Stamps and Postal History of the World | 5919
Auction: 6 October 2020 at 01:00 BST
£45,000
Description
1854 (16 Nov) entire letter from Penang to Mauritius, endorsed 'Via Galle p. P&O Steamer', franked by India 1854-55 1a red Die I block of eight ('A' stone, pos. 61-64/69-72) and 1854 2a green block of four and left marginal horizontal pair, (all but the upper right 2a in the block remarkably having four large margins), uncancelled, with red boxed 'PENANG / 18 November / Post Paid' (Proud type P.S.7) and oval 'PACKET LETTER / MAURITIUS' 'DE 20 1854' arrival ds. Carried aboard the P&O steamer S.V. Malta, whose departure from Singapore with ‘Homeward mails’ was advertised in the Straits Times on 14/11/54, where it departed on the 19th, leaving the port of Penang on the 21st.
The blocks on the reverse of the cover are uncancelled (but for ink spots on the 1a)- though the rating mark in red crayon ties the pair on face which has split the paper in the left margin. The unique and spectacular franking of 20 annas accounted for the extra weight which is known to have been carried inside the wrapper, as the letter finishes with a note detailing: “We enclose two letters to Messrs Scott + Co Port Louis, having reference to Captain Panto(?)’s draft on them of £400, which please hand to them”.
A philatelic treasure of extraordinary visual appeal and of the highest importance, being the joint earliest stamped cover from Penang, mailed a mere four weeks after stamps had arrived in the country. SG 12, 31
Provenance
This cover can be traced back to the time of its original receipt. It was almost certainly received by John Gilmer (1821-1897), who sailed to Mauritius in 1842 to operate a Sugar Plantation called “Deux Bras”, near Rose-Belle on the South East of the island. The Gilmer family had close professional and marital links to the Richardsons, International sugar merchants and traders based in Scotland, who are the addressees of the cover.

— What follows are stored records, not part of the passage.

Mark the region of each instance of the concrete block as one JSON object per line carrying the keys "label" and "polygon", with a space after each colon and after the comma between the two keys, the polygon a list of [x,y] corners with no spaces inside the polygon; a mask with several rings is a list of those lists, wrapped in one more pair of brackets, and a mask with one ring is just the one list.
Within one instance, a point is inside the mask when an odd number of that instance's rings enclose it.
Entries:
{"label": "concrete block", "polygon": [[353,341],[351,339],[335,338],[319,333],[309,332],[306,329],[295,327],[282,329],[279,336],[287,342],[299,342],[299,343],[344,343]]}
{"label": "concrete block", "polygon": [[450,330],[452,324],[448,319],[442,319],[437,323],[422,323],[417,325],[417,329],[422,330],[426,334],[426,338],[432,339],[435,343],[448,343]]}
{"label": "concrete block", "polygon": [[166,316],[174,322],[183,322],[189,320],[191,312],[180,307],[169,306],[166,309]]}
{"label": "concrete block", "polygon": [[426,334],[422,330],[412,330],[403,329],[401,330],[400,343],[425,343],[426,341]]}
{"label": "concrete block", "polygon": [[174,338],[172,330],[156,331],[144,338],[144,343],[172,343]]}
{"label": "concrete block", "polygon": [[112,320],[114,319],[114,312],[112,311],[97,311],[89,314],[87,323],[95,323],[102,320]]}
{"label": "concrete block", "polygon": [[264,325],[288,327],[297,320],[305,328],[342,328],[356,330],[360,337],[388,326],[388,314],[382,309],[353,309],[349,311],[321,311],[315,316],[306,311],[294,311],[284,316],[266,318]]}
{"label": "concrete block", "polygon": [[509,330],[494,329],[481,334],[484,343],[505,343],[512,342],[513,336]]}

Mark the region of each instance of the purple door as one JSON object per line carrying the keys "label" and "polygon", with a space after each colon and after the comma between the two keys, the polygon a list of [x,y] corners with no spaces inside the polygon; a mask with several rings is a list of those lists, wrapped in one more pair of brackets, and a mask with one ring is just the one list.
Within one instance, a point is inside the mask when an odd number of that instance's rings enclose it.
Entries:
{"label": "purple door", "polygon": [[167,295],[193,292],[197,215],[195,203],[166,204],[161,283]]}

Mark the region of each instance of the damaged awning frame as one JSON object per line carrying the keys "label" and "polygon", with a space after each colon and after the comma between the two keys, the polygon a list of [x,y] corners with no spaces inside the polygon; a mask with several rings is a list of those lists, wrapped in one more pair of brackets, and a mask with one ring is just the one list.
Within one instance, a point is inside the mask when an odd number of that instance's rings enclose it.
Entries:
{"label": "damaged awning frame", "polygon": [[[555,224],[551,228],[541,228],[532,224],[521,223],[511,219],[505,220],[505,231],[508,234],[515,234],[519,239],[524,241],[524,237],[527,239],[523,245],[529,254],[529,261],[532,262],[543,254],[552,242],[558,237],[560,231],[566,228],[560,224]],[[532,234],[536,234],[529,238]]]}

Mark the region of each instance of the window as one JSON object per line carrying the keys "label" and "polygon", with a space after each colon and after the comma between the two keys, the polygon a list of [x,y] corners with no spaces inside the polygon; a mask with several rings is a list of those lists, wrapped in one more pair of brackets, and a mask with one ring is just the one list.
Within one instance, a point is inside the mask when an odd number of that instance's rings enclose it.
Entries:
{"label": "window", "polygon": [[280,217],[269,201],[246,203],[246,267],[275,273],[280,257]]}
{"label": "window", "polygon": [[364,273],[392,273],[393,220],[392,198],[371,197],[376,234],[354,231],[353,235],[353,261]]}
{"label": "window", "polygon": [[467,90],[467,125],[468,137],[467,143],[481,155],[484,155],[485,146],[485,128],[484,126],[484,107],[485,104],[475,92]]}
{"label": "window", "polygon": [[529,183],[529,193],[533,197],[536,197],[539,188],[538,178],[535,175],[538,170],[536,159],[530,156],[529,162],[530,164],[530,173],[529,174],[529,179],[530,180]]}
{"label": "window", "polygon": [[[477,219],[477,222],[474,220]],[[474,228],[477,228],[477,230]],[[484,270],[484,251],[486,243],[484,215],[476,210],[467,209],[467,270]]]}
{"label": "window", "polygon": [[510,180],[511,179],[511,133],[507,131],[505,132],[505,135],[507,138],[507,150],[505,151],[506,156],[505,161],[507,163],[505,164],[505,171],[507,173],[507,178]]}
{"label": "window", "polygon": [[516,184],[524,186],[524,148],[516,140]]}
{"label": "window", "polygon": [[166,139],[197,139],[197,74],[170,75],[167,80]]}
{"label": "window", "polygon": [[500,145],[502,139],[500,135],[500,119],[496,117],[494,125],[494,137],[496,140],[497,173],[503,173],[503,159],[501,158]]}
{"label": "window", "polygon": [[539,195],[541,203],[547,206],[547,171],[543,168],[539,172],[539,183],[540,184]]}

John Gilmer’s nephew Arthur Dron Gilmer (b.1853) sailed for Mauritius in 1880, where he managed the Deux Bras plantation for 9 years, before returning to Scotland in 1889, where he started his own confectionery business, before emigrating to Canada in 1925. The cover has remained in the possession of his descendants in Canada ever since, nestled safely in the family archive, and as a result has never been offered on the open market.